Today a good friend of mine sent me a press cutting on Twitter, it’s a photograph of a newspaper column written by Matthew Lindsay.
It is written in support of Ibrox shareholder Stuart Gibson, and his repeating of this drivel about how we’ve bought our success.
You know that I’m happy that this is the story that won’t die because I think there’s an important psychological advantage to us keeping this idea fresh in Ibrox minds … for all that, the argument is nonsensical.
Celtic has spent more money on the team than they have spent on theirs.
The hard numbers are there, it’s a fact and you cannot spin that any other way.
But every single bit of that spending has been within budget.
Every single penny, until this season, was recouped in sales. Ange has spent more money than any Celtic boss ever has … but he has brought in a fair amount of it on outgoing players as well. His revolution has seen only a modest net spend.
The whole point behind what these people are doing is to devalue our achievements. But in fact all they do is draw attention to them, because our achievements aren’t just those which Ange has secured on the pitch. Our club’s success is built on the strong financial foundations, and it’s these which have allowed us to have money to spend.
The principles our club operates under are amazingly simple. We don’t spend more than we earn.
There it is. Easy.
We do not spend more than we earn, and this means that when we do spend money the onus is on us to get it right.
No club from Ibrox has been content to live within its means for the last 25 years.
They are addicted to spending money. More than they have. More than they earn.
All this talk of how the manager simply has to be backed in the transfer market is the same old people following the same old strategy. Get someone to write a cheque and hope for the best. Hope for interest in a key player. Hope for Champions League qualification. Hope to somehow stop the unstoppable Celtic machine.

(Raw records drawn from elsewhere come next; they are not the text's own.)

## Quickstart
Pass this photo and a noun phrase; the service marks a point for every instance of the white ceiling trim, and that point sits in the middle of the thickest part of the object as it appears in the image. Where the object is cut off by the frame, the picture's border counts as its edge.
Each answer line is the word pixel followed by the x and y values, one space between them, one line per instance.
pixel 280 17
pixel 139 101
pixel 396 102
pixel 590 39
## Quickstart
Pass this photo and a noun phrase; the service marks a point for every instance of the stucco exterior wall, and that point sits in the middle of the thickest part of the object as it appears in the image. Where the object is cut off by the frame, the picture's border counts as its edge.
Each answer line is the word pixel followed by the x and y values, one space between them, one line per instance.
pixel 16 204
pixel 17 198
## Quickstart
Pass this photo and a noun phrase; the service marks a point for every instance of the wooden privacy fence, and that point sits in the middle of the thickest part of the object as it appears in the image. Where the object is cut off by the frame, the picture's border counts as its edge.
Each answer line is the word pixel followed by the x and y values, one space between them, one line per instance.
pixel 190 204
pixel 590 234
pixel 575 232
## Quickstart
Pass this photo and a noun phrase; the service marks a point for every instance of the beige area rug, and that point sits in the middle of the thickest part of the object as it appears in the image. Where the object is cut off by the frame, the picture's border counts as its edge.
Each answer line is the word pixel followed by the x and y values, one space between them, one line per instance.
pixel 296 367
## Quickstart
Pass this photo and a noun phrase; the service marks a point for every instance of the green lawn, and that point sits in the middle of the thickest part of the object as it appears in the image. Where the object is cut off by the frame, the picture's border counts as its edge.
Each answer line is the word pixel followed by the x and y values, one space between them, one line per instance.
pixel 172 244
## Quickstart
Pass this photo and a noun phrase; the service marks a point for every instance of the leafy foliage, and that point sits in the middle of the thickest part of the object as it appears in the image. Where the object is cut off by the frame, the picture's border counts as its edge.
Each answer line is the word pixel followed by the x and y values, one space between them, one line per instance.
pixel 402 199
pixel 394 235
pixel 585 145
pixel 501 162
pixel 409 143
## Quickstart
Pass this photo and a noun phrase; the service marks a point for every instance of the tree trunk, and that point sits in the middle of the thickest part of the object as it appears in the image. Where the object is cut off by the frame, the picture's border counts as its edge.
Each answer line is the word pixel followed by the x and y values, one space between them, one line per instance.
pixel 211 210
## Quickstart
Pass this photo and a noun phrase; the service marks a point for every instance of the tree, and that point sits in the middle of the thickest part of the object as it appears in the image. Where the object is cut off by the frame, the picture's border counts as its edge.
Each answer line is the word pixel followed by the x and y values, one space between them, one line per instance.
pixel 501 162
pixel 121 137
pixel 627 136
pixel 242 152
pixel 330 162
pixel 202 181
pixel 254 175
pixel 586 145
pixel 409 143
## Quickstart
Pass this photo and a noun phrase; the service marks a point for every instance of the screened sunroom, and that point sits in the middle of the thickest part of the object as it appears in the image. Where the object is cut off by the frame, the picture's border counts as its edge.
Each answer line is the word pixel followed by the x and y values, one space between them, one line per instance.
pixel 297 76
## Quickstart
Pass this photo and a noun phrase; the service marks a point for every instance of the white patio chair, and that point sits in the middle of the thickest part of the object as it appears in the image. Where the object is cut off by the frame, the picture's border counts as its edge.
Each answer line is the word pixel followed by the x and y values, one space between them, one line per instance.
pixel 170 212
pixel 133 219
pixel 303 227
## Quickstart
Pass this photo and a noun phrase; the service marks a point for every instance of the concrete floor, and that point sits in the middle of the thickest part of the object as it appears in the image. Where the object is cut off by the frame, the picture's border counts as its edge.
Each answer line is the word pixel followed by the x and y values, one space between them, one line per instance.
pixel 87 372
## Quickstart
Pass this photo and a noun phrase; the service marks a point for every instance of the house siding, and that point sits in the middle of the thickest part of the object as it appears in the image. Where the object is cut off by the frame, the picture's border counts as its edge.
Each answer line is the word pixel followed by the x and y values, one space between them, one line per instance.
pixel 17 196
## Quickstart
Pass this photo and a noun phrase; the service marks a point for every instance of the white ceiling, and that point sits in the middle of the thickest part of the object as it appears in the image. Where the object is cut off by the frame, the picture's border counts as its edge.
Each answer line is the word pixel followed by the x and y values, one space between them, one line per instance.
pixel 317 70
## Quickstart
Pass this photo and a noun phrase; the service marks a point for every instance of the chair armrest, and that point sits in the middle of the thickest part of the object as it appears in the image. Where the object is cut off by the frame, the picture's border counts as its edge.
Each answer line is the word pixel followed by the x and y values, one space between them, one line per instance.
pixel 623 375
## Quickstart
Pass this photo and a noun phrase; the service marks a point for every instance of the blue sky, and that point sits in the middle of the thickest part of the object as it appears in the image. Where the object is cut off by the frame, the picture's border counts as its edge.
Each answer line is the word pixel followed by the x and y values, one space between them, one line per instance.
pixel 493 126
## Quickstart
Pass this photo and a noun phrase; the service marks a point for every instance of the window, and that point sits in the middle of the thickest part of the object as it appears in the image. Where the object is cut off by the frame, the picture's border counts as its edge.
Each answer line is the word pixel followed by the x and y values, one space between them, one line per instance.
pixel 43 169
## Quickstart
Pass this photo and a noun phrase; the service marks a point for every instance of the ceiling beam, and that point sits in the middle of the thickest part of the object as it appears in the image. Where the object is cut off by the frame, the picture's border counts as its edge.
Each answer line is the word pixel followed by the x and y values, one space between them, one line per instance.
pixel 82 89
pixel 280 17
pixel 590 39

Worry how we pay for it some other time.
That’s the extent of their thinking. No-one ever stops to think that it might be a better idea to write off a couple of seasons, buy some young talent and develop them into something that might be a winning squad somewhere down the line. Show some profits. Put some money away for a rainy day. The kind of stuff we do and have been doing for years.
Sooner or later, someone over there, or in the media, has to twig to the fact that we’re strong precisely because we don’t live this petrified hand to mouth existence of theirs where they go on the occasional splurge and then have to find a way to pay for it.
The truth is, and they should be able to see this, that we are not going to drop a lot of points under this manager with this team, so in all probability there is nothing they can do which is guaranteed to catch us, no matter how much money they spend.
Their fans are doing what Ibrox fans have traditionally done.
They refuse to accept that part of our strength – a great part of it – comes from not living the way their club does, beyond its means, constantly reaching into the pockets of some sugar-daddy.
They have no discipline and no inclination towards learning it.
But the media should not be indulging this.
The hacks should not be encouraging this self-destructive and self-defeating path they’ve been on since crawling out of Rangers’ grave, a club which itself died as a consequence of over-extending and spending what they did not have. The media should be calling for restraint, patience and the intelligent use of resources.
Instead you have hacks writing this kind of stuff, playing into the idea that the only way to keep up with Celtic is to spend like we do. If only that was all we did, then that path might lead somewhere other than back to the graveyard.